Con la claridad que esta lectura nos proporciona para entender lo ya indicado, es posible inferir, sin mucho esfuerzo ni duda, que “hacer bajar hasta el Abismo” podría significar la condenación, la pena de muerte eterna del alma para aquellos que obraron contra la Palabra de Dios, mientras que hacer subir de la gran Perdición” representaría el hecho de permitir que aquellos que no hicieron la Palabra del Padre, podrían, después de haber sufrido el respectivo castigo que redime, ascender, retornar en fin de cuentas, al redil de los justos; justos quienes, como señala la antedicha lectura de San Mateo, serán aquellos que se encontrarán a la derecha del Señor por haber cumplido la Palabra en toda su dimensión y por haber obrado tal como Él lo quería [Jn. 15:14].

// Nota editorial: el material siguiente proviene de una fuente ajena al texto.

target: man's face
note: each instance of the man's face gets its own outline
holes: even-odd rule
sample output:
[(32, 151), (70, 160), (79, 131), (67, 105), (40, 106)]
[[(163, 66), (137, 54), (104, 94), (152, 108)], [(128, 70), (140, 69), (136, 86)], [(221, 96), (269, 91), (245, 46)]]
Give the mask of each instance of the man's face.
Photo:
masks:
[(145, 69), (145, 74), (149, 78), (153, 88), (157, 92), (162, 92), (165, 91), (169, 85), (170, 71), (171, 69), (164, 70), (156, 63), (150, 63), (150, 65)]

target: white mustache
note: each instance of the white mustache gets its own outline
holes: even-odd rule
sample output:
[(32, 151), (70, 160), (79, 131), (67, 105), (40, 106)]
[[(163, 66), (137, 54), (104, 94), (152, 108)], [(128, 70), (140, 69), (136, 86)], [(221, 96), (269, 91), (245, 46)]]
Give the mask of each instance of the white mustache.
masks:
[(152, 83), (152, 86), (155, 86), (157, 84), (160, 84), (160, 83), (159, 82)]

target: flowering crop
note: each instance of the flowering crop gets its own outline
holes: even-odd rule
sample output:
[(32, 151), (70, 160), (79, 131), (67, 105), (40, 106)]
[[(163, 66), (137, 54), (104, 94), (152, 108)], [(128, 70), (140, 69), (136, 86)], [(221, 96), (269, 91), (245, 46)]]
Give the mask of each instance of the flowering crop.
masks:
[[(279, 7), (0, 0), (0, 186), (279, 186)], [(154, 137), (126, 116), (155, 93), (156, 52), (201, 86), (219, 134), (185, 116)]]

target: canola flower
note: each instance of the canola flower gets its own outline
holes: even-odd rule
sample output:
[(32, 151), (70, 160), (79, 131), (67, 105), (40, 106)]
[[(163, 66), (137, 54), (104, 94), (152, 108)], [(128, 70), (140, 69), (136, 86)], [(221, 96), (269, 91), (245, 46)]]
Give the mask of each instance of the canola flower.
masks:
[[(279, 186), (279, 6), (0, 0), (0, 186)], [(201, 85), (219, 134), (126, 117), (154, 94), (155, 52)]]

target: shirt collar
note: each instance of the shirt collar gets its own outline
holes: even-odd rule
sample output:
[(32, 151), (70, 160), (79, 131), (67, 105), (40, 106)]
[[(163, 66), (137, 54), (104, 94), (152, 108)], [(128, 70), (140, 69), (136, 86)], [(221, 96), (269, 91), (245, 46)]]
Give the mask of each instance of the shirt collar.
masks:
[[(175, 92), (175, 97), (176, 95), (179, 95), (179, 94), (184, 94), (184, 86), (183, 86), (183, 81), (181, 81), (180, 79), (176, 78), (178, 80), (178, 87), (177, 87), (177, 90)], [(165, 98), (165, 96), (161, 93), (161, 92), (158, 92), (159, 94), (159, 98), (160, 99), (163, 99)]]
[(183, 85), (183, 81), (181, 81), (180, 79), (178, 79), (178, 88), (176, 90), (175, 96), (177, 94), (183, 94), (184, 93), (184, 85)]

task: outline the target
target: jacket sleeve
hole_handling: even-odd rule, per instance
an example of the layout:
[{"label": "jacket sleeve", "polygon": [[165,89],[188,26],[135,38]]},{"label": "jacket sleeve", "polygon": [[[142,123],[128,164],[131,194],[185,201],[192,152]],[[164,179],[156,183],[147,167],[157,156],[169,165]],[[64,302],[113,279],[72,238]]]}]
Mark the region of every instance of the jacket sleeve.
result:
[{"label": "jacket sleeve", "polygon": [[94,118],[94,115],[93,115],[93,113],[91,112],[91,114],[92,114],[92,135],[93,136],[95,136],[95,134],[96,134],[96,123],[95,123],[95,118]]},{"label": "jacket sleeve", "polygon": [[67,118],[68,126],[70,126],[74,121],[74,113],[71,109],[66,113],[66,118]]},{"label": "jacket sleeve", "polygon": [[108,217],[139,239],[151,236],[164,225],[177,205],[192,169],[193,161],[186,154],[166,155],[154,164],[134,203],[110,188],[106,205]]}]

Así pues, desde el punto de vista de la teología moral, vinculada al asunto de la voluntad de Dios, me parece que bien podemos extraer de estos textos una significativa conclusión: existen tres diferentes tipos de personas; en primer lugar, tenemos aquellas que hacen la referida voluntad, es decir, los ya citados justos, o sea, los que por esa sola razón forman parte de la familia de Cristo Jesús; en segundo orden están aquellos que no cumplen la voluntad de Dios, esto es, aquellos que formando parte, con seguridad, de la familia cristiana, incumplen el deber de hacer la voluntad divina, razón suficiente por la que habrán de ser sancionados por su mal proceder, pero eventualmente, bajo ciertas circunstancias, después del castigo al que se refiere Tb. 13:2, podrían ser aquellos mismos a quienes el Creador haría subir de la gran perdición para reintegrarlos al seno de su familia;[6] y, en tercer y último lugar, encontramos a quienes no solamente no hacen la voluntad de Dios, sino que, más grave aún, obran contra ella; para éstos, la penosa sanción que les corresponde, la peor de todas, es la de hacerlos bajar hasta el Abismo, esto es, condenarlos a la muerte espiritual sin retorno.

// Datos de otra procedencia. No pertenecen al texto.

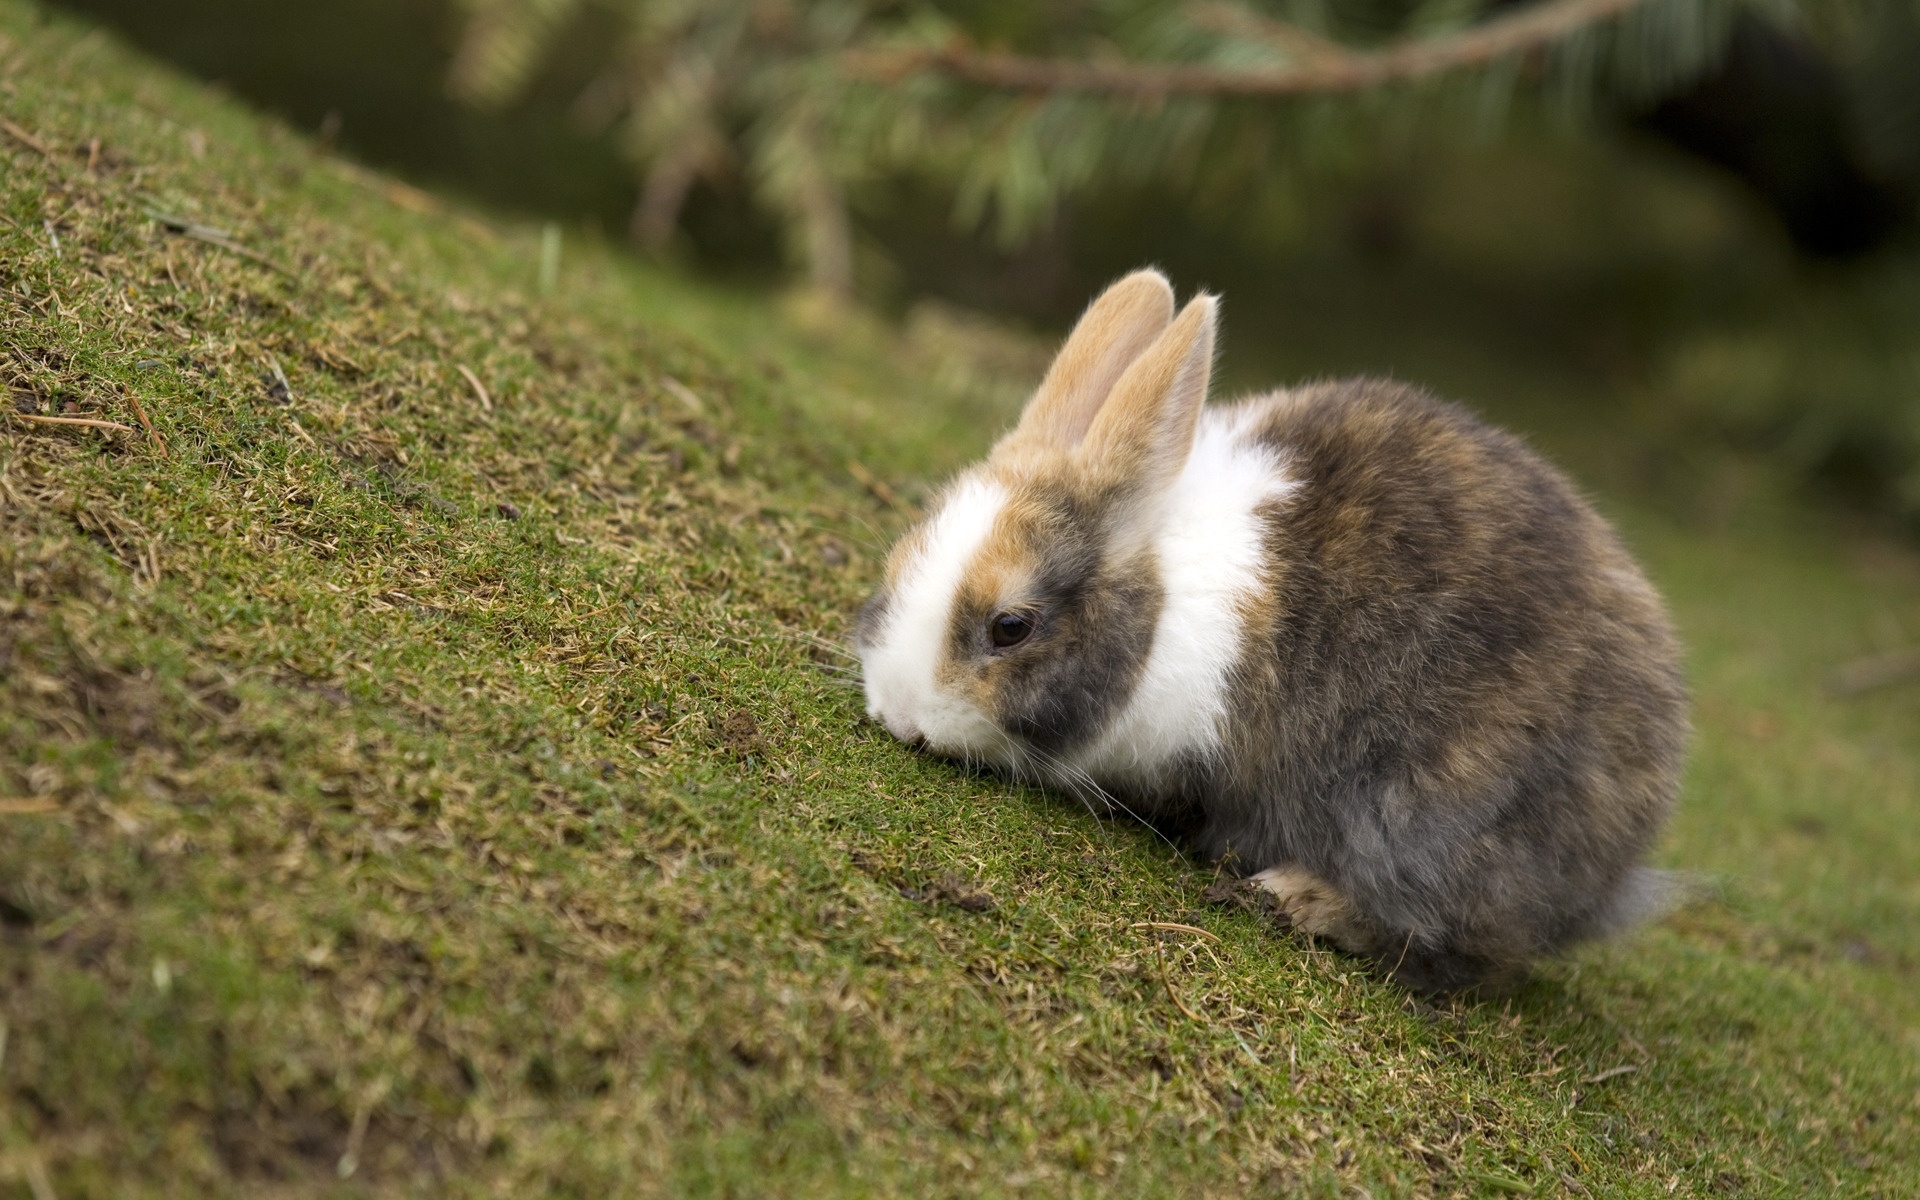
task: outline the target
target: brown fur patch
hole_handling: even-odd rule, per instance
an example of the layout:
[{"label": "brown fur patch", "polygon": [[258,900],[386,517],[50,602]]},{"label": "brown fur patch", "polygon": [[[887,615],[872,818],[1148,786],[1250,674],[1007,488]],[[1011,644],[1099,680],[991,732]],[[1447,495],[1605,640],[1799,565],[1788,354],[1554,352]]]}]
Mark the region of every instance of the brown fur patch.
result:
[{"label": "brown fur patch", "polygon": [[1158,271],[1135,271],[1100,294],[1003,445],[1065,450],[1078,445],[1114,384],[1173,320],[1173,287]]},{"label": "brown fur patch", "polygon": [[[1043,749],[1091,736],[1124,705],[1161,603],[1151,561],[1116,559],[1111,529],[1130,491],[1091,483],[1077,458],[1029,445],[988,468],[1007,501],[961,575],[936,685]],[[994,616],[1035,632],[992,644]]]},{"label": "brown fur patch", "polygon": [[1113,385],[1076,455],[1091,478],[1151,489],[1186,466],[1213,372],[1217,307],[1196,296]]},{"label": "brown fur patch", "polygon": [[1030,495],[1009,490],[992,532],[961,574],[947,637],[934,666],[936,686],[996,720],[1000,705],[995,683],[1005,673],[1005,660],[983,653],[987,623],[1004,606],[1021,603],[1039,568],[1039,547],[1031,536],[1039,515],[1036,507]]}]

Esa es, sin duda alguna, la enseñanza más palmaria que se logra extraer de estas sacras lecturas, a la cual hemos llegado gracias a la incompletitud del argumento de nuestro interlocutor, que no nos dejó conformes con una mirada mera y llanamente parcial, y nos ha permitido, contrario sensu, ampliar el radio de acción analítico que busca saciar nuestra sed de comprensión.

Ahora, llegados a este punto, deseo tramontar espacios religiosos para descender a esferas más mundanas, como aquellas que, puntualmente, corresponden al ámbito del Derecho y, por todo lo analizado hasta el momento, manifestar que gracias a estas profanas conclusiones, logré recordar por afinidad de ideas substanciales que en su libro “Derecho penal del enemigo. Desmitificación de un concepto”, M. Polaino-Orts[7] inicia –muy efusivamente por cierto– la explicación del fenómeno jurídico del Derecho penal del enemigo rememorando el capítulo XXII de la obra cumbre de Cervantes, “El Quijote de la Mancha”, referido al encuentro realizado entre Don Quijote y Sancho Panza con unos galeotes, de entre los cuales destacaba, por el trato que sus singulares prisiones le daban, Ginés de Pasamonte.[8]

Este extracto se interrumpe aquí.